I guess it's hard to describe because it's a _feeling_, but it feels like I'm
communicating with a person, rather than some kind of email sending robot.
This wasn't the reason I started using it, so it kinda surprised me at how
much of a difference this makes to my communication.

I'm not sure why it's not useful to you - one possible reason is that you're
already very good at empathizing with the person at the other end of your
email (not being sarcastic).

Another thing which surprises me is that the picture doesn't matter -
old/young/geeky/cool/black/white/male/female don't really convey any useful
information to my response, but it just kinda feels like I know this person in
some way, and want to treat them better.

------
kalvin
This was by far the biggest missing feature from Rapportive, which is already
one of very few free services I'd pay for.
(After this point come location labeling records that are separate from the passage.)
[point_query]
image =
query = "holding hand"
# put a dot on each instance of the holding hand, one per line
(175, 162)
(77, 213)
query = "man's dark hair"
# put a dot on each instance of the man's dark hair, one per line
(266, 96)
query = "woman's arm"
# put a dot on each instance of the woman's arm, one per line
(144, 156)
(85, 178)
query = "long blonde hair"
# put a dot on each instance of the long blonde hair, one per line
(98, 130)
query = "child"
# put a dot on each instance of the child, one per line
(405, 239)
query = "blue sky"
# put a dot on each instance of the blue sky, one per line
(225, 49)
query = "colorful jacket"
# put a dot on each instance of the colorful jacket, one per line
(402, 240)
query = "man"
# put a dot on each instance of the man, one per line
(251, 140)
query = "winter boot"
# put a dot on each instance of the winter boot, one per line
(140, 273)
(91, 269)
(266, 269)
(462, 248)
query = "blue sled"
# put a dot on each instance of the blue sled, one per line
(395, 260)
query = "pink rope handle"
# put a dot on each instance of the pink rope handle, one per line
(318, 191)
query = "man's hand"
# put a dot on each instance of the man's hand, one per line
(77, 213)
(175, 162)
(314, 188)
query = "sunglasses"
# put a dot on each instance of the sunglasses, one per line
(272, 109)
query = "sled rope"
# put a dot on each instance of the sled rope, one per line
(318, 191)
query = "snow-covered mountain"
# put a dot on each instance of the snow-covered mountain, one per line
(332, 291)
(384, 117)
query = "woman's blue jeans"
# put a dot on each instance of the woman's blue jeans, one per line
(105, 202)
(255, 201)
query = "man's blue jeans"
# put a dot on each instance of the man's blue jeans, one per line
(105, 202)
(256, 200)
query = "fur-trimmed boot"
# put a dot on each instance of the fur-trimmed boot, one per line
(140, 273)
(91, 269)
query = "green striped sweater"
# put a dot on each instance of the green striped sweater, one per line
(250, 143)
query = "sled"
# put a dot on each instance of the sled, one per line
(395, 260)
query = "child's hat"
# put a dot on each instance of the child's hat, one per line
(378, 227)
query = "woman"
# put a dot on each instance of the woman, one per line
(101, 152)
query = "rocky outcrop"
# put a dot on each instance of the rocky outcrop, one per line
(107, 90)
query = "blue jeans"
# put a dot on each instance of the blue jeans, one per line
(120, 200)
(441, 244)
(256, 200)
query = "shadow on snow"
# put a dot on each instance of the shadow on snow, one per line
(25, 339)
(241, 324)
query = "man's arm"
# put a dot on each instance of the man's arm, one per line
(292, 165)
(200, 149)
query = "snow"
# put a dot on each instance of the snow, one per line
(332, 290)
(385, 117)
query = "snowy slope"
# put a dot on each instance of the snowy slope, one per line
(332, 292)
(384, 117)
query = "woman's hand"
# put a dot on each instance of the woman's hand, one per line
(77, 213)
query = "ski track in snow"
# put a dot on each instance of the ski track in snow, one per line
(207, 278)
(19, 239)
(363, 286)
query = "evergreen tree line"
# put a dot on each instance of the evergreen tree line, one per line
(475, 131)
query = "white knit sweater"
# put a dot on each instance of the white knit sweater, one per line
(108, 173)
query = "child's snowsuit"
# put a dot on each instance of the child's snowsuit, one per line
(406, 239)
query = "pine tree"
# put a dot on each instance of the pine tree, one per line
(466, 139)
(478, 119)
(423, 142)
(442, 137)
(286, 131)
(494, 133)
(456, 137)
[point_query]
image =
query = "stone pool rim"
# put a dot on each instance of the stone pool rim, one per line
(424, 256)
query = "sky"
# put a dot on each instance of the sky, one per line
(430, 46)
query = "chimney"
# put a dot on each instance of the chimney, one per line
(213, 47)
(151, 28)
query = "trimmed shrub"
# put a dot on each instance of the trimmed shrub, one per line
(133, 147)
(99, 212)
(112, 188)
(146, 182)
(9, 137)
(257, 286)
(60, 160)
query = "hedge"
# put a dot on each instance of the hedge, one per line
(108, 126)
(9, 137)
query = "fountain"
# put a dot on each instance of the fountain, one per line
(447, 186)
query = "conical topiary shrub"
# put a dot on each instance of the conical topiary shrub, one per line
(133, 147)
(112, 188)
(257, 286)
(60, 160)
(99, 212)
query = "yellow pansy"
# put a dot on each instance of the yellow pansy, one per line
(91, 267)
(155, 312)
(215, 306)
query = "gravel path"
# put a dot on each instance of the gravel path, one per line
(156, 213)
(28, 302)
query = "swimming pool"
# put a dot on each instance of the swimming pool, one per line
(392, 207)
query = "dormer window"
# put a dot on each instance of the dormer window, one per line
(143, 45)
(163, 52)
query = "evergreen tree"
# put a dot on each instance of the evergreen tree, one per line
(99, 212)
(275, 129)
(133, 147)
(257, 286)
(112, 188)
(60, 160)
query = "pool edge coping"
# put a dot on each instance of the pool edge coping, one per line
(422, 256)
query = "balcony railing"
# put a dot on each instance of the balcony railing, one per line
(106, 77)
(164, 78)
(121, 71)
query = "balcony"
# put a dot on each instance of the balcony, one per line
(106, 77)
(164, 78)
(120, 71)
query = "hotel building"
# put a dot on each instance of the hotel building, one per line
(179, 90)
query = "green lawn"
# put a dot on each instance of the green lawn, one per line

In addition to just seeing the sender's photos, LinkedIn title, recent tweets
(hover to see whole thread), etc. in the sidebar, if you hover over any email
address inside the email (e.g., anyone cc'ed) it'll instantly display the
information for that person as well.

I don't ever keep Twitter open (maybe I'm in the minority here) so even if you
only email friends, it's nice to see what they've been tweeting when replying
to their email. But if you often have people you don't know showing up in your
gmail, it's a must-have

------
joeguilmette
Gmails upcoming update looks to replicate Rapportive. cue discussion of
founding a company on a missing feature.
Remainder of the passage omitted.